6. Cera wachte auf. Sie hatte lange geschlafen und eine Menge geträumt. Komische Leute hatte sie gesehen. Lang und dünn und am ganzen Körper durchsichtig. Aber sie hatten Cera irgendwie gefallen. Eigentlich tat es ihr leid, daß sie wach war. Immer wachte man auf, wenn es am schönsten war! Manchmal träumte Cera von einer Reihe von Türen, so vielen Türen, wie sie gar nicht zählen konnte. Aber immer konnte sie nur eine von ihnen aufstoßen. Dann sah sie die Leute aus Glas. Es machte viel Spaß, durch sie hindurchzusehn. Obwohl da manchmal so ein Ding war, das Cera gar nicht paßte. Es war einfach ein Ding, und ein ziemlich dummes. Die durchsichtigen Leute hatten furchtbare Angst davor. Cera hopste aus dem kleinen Bett und ging wieder hinüber in den großen Raum, wo Mam und Pa zu Hause waren. Sie waren immer noch nicht zurück. Nur die dummen Roboter standen da und glotzten Cera an. Cera ließ sich von einem der Blechkästen füttern, bis sie satt war. Dann ging ihr der Roboter auf die Nerven. Warum merkte das Ding nicht, daß Cera keinen Hunger mehr hatte? „Hör auf“, lispelte sie. „Genug!“ Aber der Robot hielt sie fest und wollte ihr einen neuen Löffel Konzentrat in den Mund schieben. Irgend jemand hatte ein Kinderlied abfahren lassen, das Cera ebensowenig gefiel. Zu allem Überfluß begann der Blechkerl nun auch noch zu summen! Cera konnte ja nicht ahnen, daß ihre Eltern dieses Programm zusammengestellt hatten. Sie hatte jedenfalls keine Lust, sich weiter füttern zu lassen. „Genug“, rief sie noch einmal mit ihrem zarten Stimmchen und strampelte wild mit Armen und Beinen. Aber der Robot begriff nicht. „Hau ab, blöder Kasten!“ Wieder produzierte Cera einen von Tante Harrys lustigen Sprüchen.
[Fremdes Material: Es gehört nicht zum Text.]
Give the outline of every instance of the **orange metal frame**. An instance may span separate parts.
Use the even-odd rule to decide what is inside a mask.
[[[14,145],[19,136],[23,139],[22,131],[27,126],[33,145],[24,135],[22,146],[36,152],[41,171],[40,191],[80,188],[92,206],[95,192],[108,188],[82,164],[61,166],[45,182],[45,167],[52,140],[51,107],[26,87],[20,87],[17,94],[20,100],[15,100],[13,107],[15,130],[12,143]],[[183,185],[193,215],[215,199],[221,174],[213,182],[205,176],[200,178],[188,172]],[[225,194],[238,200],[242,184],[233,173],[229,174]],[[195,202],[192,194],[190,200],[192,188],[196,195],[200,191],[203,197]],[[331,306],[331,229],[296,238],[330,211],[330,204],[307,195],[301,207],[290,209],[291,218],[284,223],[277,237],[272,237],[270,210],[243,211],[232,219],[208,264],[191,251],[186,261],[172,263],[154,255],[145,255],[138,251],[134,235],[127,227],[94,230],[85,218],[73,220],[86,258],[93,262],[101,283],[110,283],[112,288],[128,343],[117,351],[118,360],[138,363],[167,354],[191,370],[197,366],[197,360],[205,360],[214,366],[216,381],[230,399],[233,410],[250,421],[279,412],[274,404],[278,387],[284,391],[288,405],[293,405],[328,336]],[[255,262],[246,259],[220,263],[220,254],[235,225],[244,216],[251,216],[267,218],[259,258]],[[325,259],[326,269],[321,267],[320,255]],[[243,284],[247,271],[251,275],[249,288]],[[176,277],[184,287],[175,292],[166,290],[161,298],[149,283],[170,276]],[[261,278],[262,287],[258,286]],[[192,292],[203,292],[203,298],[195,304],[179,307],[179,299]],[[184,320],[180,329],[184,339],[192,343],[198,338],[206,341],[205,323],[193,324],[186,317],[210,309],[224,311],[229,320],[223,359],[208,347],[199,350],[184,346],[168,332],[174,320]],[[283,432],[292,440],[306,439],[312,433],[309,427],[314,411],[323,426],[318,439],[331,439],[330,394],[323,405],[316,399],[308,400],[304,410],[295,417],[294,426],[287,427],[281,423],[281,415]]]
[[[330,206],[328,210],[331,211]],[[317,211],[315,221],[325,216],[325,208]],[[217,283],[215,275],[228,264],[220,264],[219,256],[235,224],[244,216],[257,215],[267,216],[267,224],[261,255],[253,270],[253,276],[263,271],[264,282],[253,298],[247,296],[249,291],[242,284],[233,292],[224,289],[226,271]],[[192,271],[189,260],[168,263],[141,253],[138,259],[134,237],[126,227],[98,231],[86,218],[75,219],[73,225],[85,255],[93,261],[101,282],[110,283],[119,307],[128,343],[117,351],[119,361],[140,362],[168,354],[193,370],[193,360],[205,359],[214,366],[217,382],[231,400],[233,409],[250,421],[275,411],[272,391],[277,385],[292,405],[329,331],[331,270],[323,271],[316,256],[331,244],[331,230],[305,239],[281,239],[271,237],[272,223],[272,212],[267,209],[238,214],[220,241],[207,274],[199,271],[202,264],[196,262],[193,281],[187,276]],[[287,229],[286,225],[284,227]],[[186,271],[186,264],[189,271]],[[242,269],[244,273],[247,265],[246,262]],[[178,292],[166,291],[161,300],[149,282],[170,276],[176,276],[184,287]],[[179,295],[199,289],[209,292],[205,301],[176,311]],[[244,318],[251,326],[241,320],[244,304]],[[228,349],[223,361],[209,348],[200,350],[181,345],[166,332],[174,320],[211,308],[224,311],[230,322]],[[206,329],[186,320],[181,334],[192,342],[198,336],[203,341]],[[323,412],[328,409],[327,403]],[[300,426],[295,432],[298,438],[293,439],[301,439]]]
Als der Robot sie immer noch dumm anglotzte, wurde Cera wütend. Hau endlich ab, du blödes Ding! dachte sie und wünschte den Robot zum Teufel. Im nächsten Moment war der Roboter verschwunden. Cera plumpste weich in das Polster der Couch, auf der sie mit dem Quälgeist gesessen hatte, und vergaß den Robot. Cera wollte spielen, aber keiner war da. Cera war enttäuscht. Vor allem von Tante Harry. Wieso war Tante Harry nicht da, wenn sie mit ihr spielen wollte? Hatte Tante Harry Cera nicht mehr gern? Cera wurde wieder müde. Träumen! Das war schön! Cera wollte wieder träumen. Sie lief in ihr Zimmer und kroch ins Bett. Irgendeiner von diesen überall herumstehenden Robotern löschte das Licht. Cera summte eine Melodie vor sich hin und wackelte mit dem Kopf, bis sie müde wurde. Dann kam der Halbschlaf. Träumen! dachte sie. Die durchsichtigen Leute hinter der Tür. Ich will sie sehen! Und dann sah sie die Tür. Sie schwang auf. Einen Moment lang spürte Cera den Wunsch, vorbeizugehen und eine der anderen, verschlossenen Türen zu öffnen. Aber dann trat sie durch den offenen Rahmen. Cera kicherte laut, als sie Tante Harry sah! Tante Harry benahm sich unglaublich komisch. Sie strampelte und sprang in einem dicken Brei herum und stieß herrliche Verwünschungen aus. Es wirkte fast so, als hätte Tante Harry Angst. Aber das konnte Cera sich nicht vorstellen. Tante Harry hatte niemals Angst! Aber wieso benahm sie sich so eigenartig? Irgendwie hing sie in dem Brei fest und konnte nicht weg. Tante Harry steckte in der Patsche. Und der komische Brei bewegte sich, als lebte er. Der wollte doch Tante Harry nichts tun? Einen Augenblick überlegte Cera, ob Tante Harry sich wirklich in Gefahr befand. Aber dann sah sie wieder, wie lustig sie in dem Zeug umhersprang, das konnte nur einer von Tante Harrys Spaßen sein. Tante Harry war immer lustig, auch wenn sie selbst das gar nicht wollte. Das schien auch jetzt so zu sein. Aber Tante Harrys Gesicht sah gar nicht lustig aus. Vielleicht hatte sie wirklich Schwierigkeiten mit dem Ding? Das geschieht ihr recht! dachte Cera schadenfroh. Warum ist sie auch nicht hier und spielt mit mir? Tante Harry ist selbst schuld. Cera lachte vor sich hin und versuchte, Mam und Pa zu finden. Wo Tante Harry war, konnte auch sie nicht weit sein. Aber Cera fand sie nicht. Mam und Pa waren weg. Einfach verschwunden.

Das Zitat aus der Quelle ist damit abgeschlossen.